Bob Schwartz

It took thousands of years to curb our natural tendencies toward cruelty. It is coming undone in a matter of weeks.

If you read the Old Testament, which represents life and belief three thousand years or so years ago, you find examples of cruel behavior—even among the faithful. By two thousand years ago, there is increased emphasis on the universal application of mercy, compassion, forgiveness. The historic results are mixed, but there was movement in the right direction. That trajectory continued, with notable interruption and backsliding, until we reached the modern era of enlightened civilization. With all our imperfections—in thought and action—we were going to try harder than ever to be better, and specifically less cruel, in spite of whatever tendencies we have.

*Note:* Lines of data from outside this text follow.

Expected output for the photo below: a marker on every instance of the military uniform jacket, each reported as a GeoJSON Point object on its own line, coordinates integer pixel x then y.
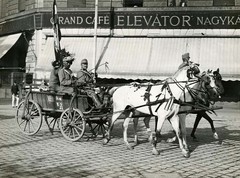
{"type": "Point", "coordinates": [84, 77]}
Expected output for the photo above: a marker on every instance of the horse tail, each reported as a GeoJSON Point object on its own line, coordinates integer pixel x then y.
{"type": "Point", "coordinates": [112, 90]}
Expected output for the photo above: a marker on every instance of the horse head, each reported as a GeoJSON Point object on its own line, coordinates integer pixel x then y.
{"type": "Point", "coordinates": [193, 70]}
{"type": "Point", "coordinates": [218, 81]}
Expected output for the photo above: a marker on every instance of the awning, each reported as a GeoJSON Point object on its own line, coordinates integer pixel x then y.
{"type": "Point", "coordinates": [150, 58]}
{"type": "Point", "coordinates": [6, 42]}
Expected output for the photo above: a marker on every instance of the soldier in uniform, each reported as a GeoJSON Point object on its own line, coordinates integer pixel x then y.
{"type": "Point", "coordinates": [66, 78]}
{"type": "Point", "coordinates": [86, 78]}
{"type": "Point", "coordinates": [54, 82]}
{"type": "Point", "coordinates": [185, 58]}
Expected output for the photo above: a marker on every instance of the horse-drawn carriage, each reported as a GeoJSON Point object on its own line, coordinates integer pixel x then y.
{"type": "Point", "coordinates": [71, 113]}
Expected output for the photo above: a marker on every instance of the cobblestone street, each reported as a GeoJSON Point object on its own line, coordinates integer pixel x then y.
{"type": "Point", "coordinates": [47, 155]}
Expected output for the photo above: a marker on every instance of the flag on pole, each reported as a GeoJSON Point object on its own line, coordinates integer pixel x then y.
{"type": "Point", "coordinates": [56, 33]}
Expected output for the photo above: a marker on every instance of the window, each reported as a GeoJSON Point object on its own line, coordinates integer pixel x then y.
{"type": "Point", "coordinates": [223, 2]}
{"type": "Point", "coordinates": [21, 5]}
{"type": "Point", "coordinates": [133, 3]}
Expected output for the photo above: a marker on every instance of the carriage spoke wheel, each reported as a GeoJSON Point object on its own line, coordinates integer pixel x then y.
{"type": "Point", "coordinates": [100, 127]}
{"type": "Point", "coordinates": [29, 118]}
{"type": "Point", "coordinates": [72, 124]}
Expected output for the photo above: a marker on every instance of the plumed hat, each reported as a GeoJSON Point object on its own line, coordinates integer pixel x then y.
{"type": "Point", "coordinates": [68, 59]}
{"type": "Point", "coordinates": [84, 61]}
{"type": "Point", "coordinates": [186, 56]}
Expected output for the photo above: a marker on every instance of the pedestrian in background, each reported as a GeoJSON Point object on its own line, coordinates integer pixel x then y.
{"type": "Point", "coordinates": [54, 82]}
{"type": "Point", "coordinates": [66, 77]}
{"type": "Point", "coordinates": [15, 94]}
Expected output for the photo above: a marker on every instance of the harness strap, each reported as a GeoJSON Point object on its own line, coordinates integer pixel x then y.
{"type": "Point", "coordinates": [147, 96]}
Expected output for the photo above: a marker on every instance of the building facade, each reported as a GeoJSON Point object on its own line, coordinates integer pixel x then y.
{"type": "Point", "coordinates": [138, 39]}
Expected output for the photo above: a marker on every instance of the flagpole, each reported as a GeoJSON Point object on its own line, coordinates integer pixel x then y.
{"type": "Point", "coordinates": [95, 36]}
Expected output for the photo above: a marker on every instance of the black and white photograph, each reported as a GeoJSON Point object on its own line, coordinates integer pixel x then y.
{"type": "Point", "coordinates": [120, 88]}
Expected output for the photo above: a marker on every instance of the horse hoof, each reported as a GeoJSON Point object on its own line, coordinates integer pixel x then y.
{"type": "Point", "coordinates": [215, 135]}
{"type": "Point", "coordinates": [105, 141]}
{"type": "Point", "coordinates": [130, 147]}
{"type": "Point", "coordinates": [170, 140]}
{"type": "Point", "coordinates": [193, 136]}
{"type": "Point", "coordinates": [155, 152]}
{"type": "Point", "coordinates": [186, 154]}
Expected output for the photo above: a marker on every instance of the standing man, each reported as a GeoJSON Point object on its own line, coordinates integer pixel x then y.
{"type": "Point", "coordinates": [185, 58]}
{"type": "Point", "coordinates": [15, 94]}
{"type": "Point", "coordinates": [86, 78]}
{"type": "Point", "coordinates": [66, 77]}
{"type": "Point", "coordinates": [54, 82]}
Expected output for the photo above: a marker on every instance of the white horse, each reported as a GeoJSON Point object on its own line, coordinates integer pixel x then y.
{"type": "Point", "coordinates": [202, 91]}
{"type": "Point", "coordinates": [161, 101]}
{"type": "Point", "coordinates": [205, 85]}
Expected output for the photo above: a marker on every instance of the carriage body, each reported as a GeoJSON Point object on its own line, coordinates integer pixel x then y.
{"type": "Point", "coordinates": [69, 112]}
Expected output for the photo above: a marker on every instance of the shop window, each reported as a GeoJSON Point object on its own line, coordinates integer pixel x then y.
{"type": "Point", "coordinates": [223, 2]}
{"type": "Point", "coordinates": [76, 3]}
{"type": "Point", "coordinates": [21, 5]}
{"type": "Point", "coordinates": [133, 3]}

We are not the first country to watch as cruelty becomes an official practice. We are not the only country like that in the world right now. But this point has to be made a thousand, a thousand thousand times:

We are all complicit. Whether you use belief and ideology to defend the indefensible practice or attack it, we are all complicit. Whether you sleep the sleep of the ignorant and heartless or toss and turn all night, we are all complicit. If you are a Jew, a Christian, a Muslim, an other or a none, we are all complicit.

Abraham Joshua Heschel:

Morally speaking, there is no limit to the concern one must feel for the suffering of human beings, that indifference to evil is worse than evil itself, that in a free society, some are guilty, but all are responsible.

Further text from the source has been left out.